From the TST, we are trying to predict the rate constant k of a reaction. However, the theoretical prediction may fall short due to some limitations TST has when it comes to predicting rate constants.

• TST assumes that once systems have passed the transition state in the direction of products, it cannot go back. This theory therefore does not take into account barrier recrossing. Barrier recrossing occurs in real systems, and ultimately would result in the predicted rate constant to be greater than the experimental: k_pred > k_exp
• TST assumes the rate constant to be dependent on a fixed activation energy required for the reaction to proceed. However, it does not take into account the quantum effects, such as tunnelling. In the case of light atoms such as hydrogens, particles lie in energy levels which are higher than the bottom of the potential energy wells, and particles can tunnel through the barrier. These two quantum effects ultimately lower the energy barrier required for the reaction to take place. This would result in the TST predicting a rate constant lower than the experimental, as there are more collisions that happen with enough energy: k_pred < k_exp. However, in this case, the effects of barrier recrossing must also be considered.

Absolutely great answer and explanation. This is very thorough and logically presented so you are demonstrating your deep understanding of the question. Rk2918 (talk) 10:23, 20 May 2019 (BST)

Exercise 2: F-H-H System

a) By inspecting the potential energy surfaces, classify the F + H₂ and H + HF reactions according to their energetics (endothermic or exothermic). How does this relate to the bond strength of the chemical species involved?

By comparing the two energy surfaces below in Figure 6, we can see that the first reaction F + H₂ starts high on the energy surface, and can go to completion if there were any momentum in the molecules, indicating the forward reaction is exothermic and that the H-F bond is stronger than the H-H bond. In comparison, the F-H + H reaction starts on the low energy surface, and would require a lot of momentum between the two molecules to ever cross the barrier of activation and go to the H₂ + F side, suggesting that this reaction is endothermic.

b) Locate the approximate position of the transition state.

By increasing "Steps" to 2000, and by changing the BC distance (i.e. H₂-F distance) until as little deviation from the point (i.e. the trajectory does not move very far forward or backward) at 0 momentum for both parameters, the following plot was obtained:

From this, we take r_TS(H-H)=0.74 and r_TS(H₂-F)=1.813

c) Report the activation energy for both reactions

By deviating the BC distance away from the transition state distance, and observing the Energy vs. Time graph shown below in Figure 8, the activation energies are:

• F-H + H reaction = +29.943 kcalmol^-1
• H-H + F reaction = +0.250 kcalmol^-1

d) In light of the fact that energy is conserved, discuss the mechanism of release of the reaction energy. Explain how this could be confirmed experimentally.
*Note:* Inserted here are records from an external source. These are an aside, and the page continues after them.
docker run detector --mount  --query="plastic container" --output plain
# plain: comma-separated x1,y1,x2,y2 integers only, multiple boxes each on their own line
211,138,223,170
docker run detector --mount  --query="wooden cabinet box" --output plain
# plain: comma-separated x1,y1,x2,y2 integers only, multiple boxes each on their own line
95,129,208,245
In the example below in Figure 9, the conditions were r_H-H=0.74 and r_HH-F=1.6 and with all initial momentum=0 (pushing the reaction to the forward side).

For a dynamic Momentum vs. Time plot and from the animation, it can be seen that the energy that was released from forming the H-F bond goes into a large increase in the B-C oscillation. The A-B momentum tends to a fixed value as they tend towards being far away from each other. It can therefore be inferred that the chemical energy is being converted into kinetic energy, which, on the molecular level, corresponds to an increase in temperature.
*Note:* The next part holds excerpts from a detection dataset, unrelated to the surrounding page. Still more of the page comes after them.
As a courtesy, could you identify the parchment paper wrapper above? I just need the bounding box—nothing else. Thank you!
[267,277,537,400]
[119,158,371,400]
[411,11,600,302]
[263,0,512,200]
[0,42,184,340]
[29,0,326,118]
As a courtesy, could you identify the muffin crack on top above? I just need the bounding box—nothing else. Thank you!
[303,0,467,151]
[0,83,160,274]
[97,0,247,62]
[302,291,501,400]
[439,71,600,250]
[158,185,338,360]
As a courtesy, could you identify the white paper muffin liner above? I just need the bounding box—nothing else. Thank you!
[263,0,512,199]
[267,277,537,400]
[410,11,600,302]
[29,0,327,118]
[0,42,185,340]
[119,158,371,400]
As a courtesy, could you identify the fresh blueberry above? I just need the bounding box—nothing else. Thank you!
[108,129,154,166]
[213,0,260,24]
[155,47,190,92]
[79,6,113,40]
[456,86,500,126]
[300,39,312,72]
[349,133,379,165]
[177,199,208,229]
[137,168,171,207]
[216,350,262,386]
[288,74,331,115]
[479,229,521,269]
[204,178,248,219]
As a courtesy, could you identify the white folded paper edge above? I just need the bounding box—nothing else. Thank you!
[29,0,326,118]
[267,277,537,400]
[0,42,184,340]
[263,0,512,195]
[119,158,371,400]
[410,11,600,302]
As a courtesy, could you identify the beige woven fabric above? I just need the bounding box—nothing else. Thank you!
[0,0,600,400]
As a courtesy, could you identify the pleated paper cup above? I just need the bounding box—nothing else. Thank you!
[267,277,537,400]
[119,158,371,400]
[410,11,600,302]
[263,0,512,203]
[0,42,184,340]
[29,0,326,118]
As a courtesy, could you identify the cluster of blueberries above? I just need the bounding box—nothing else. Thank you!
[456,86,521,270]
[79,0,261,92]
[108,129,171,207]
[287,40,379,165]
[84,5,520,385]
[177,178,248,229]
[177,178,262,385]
e) Discuss how the distribution of energy between different modes (translation and vibration) affect the efficiency of the reaction, and how this is influenced by the position of the transition state.

First, the H-H + F reaction (early transition state) was observed. To compare the changing the amount of energy we put into the AB (i.e. H-H) bond, left to right (read like a book) are p_AB=-3.0, -1.5, 0, 1.5, 3.0 respectively. At 0, (i.e. the third one) we see a huge increase of B-C oscillation (i.e. H-F vibration) when they come into contact, and then a gradual flattening of A-B, suggesting that the lone H atom has moved far away and has a fixed momentum. By comparing where the A-B atoms have momentum at the end of the interaction, we can determine if the reaction has gone to completion and where the energy has gone. These interactions are explained below in order:

• They bounce but have too much momentum so all the energy stays between H-H vibrations, no chemical reaction.
• They collide and react, with a lot of the potential energy converted into kinetic energy, therefore a high amount of momentum in the H-F bond. H-H tends to a steady momentum indicating the lone H atom moves away.
• They start moving closer, then react, causing oscillation between H-F. H-H tends to a steady momentum indicating the lone H atom moves away.
• They collide and react, and similarly most of the energy goes into the H-F bond oscillation. The lone H atom tends to 0 momentum indicating it is farther away.
• They bounce but have too much momentum so all the energy stays between H-H vibrations, no chemical reaction.

It is clear from this that p_AB=-3.0 and 3.0 are very similar in not reacting (i.e. too much energy that they bounce, essentially barrier recrossing (see Figure 13 below), and that p_AB=-1.5 and 1.5 are similar in the fact that they react and transfer vibrational energy into the H-F bond.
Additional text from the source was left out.